Soleimani, a postgraduate student at the Alberta School of Business in Canada, says Iranian authorities also interfered in his wife’s funeral to prevent potential protests.

“They didn’t let us have our own funeral. They controlled everything because they were afraid of any protest against the government,” Soleimani said, adding that his family tolerated the pressure “because our first priority was to bury my wife.”

The IRGC admitted three days after the tragedy that it had shot down Ukraine International Airlines Flight PS752, saying the incident was the result of a “human mistake.” Iran says an investigation has been launched and that arrests have been made.

But so far, no official has resigned over the tragedy — which occurred just hours after Iran fired ballistic missiles at U.S. forces in Iraq as retaliation for the January 3 assassination of the IRGC’s Quds Force commander, Qasem Soleimani, in a U.S. air strike.
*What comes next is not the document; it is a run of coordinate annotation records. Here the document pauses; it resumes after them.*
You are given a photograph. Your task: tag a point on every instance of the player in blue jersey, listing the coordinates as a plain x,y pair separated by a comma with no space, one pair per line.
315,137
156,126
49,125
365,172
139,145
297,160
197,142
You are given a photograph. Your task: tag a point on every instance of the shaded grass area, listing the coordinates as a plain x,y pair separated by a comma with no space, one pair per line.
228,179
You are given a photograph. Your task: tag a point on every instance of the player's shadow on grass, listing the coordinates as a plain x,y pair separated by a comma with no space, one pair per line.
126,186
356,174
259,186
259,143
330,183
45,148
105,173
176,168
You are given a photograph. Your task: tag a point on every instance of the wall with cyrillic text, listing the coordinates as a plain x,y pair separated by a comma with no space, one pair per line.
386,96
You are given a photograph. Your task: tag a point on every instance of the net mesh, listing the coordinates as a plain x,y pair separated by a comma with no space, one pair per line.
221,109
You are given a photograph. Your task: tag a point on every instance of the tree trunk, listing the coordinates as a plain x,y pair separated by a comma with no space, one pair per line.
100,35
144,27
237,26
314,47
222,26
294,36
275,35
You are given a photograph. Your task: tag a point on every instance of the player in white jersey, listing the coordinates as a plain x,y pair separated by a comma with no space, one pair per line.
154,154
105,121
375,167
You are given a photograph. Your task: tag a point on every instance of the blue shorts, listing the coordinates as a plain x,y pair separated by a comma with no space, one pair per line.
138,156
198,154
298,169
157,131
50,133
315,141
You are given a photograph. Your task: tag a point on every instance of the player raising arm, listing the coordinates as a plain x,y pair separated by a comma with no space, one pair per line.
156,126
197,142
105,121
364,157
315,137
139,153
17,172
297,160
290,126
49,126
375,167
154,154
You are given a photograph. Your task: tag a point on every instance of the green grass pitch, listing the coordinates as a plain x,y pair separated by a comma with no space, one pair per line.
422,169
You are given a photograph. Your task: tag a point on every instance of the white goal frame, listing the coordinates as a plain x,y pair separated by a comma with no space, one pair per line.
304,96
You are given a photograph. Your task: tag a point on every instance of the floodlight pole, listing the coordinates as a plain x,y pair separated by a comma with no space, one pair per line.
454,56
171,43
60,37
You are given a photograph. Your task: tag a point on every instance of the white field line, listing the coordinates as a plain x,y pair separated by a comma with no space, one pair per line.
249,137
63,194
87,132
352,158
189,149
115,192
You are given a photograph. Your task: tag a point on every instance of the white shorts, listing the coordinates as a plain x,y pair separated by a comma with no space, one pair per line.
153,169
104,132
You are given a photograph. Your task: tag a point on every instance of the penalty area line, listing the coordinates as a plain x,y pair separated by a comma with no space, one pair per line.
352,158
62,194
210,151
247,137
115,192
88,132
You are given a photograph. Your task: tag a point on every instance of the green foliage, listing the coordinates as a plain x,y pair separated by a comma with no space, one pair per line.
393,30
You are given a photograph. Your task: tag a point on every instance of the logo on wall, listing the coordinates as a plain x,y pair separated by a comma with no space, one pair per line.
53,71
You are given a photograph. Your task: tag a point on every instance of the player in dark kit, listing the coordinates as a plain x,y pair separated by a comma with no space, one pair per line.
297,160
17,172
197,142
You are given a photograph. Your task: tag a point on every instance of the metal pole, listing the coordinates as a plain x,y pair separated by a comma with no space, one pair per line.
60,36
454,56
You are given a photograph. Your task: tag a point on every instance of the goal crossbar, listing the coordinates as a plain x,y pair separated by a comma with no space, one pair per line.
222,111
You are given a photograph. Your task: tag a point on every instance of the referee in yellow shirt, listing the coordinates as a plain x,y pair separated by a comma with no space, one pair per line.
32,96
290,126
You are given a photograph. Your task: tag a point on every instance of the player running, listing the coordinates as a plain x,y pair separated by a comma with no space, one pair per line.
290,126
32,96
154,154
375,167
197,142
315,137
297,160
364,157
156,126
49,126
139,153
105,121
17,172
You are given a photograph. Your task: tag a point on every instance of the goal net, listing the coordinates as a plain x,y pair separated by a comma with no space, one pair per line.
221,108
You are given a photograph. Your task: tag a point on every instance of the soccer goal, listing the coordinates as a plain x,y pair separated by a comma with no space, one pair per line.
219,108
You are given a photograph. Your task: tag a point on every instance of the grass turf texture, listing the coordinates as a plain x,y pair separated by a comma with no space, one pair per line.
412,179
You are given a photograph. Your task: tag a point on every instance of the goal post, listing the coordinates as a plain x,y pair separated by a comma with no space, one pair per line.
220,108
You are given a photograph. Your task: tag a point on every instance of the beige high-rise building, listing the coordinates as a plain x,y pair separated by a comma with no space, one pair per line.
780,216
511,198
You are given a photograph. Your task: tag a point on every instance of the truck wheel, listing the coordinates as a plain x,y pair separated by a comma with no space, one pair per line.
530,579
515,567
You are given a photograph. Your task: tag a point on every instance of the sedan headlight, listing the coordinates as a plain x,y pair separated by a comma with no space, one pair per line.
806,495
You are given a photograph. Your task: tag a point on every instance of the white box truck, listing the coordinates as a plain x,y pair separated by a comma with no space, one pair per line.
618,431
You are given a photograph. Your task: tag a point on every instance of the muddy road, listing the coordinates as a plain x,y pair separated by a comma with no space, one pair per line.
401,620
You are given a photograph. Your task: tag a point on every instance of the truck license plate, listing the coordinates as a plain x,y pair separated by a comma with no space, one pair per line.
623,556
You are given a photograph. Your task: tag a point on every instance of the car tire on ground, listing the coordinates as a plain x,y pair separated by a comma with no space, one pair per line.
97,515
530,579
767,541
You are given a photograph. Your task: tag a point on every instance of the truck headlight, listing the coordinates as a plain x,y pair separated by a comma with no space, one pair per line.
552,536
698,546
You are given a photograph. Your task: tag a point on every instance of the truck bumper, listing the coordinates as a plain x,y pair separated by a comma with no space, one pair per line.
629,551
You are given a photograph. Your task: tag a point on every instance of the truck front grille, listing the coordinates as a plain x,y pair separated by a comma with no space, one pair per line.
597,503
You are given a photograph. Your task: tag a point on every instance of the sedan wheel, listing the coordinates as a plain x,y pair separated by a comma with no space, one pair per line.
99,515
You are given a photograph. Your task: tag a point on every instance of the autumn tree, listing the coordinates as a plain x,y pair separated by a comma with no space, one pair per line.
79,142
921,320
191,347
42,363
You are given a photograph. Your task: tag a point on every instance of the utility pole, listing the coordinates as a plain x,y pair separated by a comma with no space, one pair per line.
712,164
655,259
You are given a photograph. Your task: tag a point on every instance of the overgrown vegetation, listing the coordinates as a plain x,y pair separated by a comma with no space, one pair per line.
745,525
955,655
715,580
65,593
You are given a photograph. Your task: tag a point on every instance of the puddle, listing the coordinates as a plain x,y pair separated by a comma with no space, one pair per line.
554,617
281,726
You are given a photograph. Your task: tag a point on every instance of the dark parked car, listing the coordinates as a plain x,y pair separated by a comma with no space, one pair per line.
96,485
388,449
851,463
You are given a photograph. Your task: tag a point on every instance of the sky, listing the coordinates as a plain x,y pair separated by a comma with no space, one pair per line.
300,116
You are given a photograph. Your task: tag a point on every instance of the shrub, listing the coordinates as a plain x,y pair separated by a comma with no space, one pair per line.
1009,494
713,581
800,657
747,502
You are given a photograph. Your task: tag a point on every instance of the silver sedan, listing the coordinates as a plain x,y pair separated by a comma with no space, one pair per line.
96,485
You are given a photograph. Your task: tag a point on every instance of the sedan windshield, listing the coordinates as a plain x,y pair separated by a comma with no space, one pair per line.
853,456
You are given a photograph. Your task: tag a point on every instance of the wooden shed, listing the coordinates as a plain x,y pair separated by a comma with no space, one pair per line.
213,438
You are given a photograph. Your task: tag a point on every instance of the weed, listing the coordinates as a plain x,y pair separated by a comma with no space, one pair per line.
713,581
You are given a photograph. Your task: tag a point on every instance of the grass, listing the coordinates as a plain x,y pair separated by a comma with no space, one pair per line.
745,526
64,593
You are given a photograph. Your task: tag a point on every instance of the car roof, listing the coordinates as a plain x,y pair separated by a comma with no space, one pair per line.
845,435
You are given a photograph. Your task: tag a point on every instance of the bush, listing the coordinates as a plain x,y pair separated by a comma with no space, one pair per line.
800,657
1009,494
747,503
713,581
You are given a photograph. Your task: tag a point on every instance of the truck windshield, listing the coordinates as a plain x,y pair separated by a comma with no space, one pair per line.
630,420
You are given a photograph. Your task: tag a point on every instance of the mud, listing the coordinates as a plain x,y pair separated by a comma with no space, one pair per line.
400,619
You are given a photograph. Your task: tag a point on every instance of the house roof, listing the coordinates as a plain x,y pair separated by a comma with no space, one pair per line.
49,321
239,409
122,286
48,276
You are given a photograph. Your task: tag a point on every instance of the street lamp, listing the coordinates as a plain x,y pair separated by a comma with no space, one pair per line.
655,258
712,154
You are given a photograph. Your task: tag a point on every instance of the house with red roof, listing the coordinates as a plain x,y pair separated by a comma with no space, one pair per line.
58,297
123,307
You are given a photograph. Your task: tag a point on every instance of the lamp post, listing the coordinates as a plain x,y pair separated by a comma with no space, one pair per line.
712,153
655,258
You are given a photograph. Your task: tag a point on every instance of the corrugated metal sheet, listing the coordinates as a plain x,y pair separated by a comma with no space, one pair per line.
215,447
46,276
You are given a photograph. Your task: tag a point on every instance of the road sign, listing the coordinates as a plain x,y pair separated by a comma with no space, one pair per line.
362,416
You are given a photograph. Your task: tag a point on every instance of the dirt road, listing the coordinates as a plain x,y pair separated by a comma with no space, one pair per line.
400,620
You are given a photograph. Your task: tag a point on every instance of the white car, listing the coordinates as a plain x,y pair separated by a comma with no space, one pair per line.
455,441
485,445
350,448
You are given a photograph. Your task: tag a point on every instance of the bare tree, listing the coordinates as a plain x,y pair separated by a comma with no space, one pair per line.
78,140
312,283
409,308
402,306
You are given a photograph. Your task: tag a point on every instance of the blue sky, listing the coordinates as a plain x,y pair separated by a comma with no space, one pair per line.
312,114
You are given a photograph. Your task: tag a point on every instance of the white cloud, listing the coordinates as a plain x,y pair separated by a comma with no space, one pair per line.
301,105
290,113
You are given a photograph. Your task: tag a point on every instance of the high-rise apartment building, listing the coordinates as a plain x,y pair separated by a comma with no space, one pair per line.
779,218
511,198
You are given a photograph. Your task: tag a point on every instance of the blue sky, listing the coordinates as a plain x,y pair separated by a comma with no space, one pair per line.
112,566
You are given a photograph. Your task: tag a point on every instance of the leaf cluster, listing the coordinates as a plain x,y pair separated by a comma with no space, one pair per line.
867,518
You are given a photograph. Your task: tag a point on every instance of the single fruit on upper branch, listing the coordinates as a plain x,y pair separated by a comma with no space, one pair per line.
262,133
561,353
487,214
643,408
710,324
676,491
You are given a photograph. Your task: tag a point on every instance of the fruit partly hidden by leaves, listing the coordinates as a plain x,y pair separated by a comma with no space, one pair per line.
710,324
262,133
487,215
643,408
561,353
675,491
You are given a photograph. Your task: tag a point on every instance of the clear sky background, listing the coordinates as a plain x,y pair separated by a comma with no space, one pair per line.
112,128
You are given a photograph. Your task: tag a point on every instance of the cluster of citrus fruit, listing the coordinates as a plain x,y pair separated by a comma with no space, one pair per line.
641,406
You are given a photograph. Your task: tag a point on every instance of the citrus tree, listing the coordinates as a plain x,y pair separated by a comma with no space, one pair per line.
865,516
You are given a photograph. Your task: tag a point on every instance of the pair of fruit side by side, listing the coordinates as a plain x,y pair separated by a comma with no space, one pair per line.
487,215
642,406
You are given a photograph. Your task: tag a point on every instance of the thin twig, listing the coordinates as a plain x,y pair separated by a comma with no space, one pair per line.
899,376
Tehran’s admission after three days of persistent denials spawned protests in the Iranian capital and other cities, with demonstrators calling for the resignation of Supreme Leader Ayatollah Ali Khamenei.

Javad Soleimani says senior officials, including Khamenei, should be held responsible for the crash. He says many Iranians were upset that Khamenei did not personally apologize for the loss of innocent lives.

“When you kill someone intentionally or unintentionally, the first thing to do is to say, ‘I apologize.’ But [Khamenei] didn’t say it, and he made people in Iran angry and more upset,” Soleimani told CBC News.

He says he also was upset that Iranian authorities referred to his wife as a “martyr.”

“They said the victims are martyrs and they wrote down congratulations,” he complained. “It was terrible.”

Alireza Ghandchi, whose wife, daughter, and son were killed in the plane crash, said those responsible should face justice.

“We would not accept it if [authorities] find an individual and say he mistakenly pushed the button” in order to end the case, Ghandchi said in a January 10 interview with the New York-based Center for Human Rights in Iran.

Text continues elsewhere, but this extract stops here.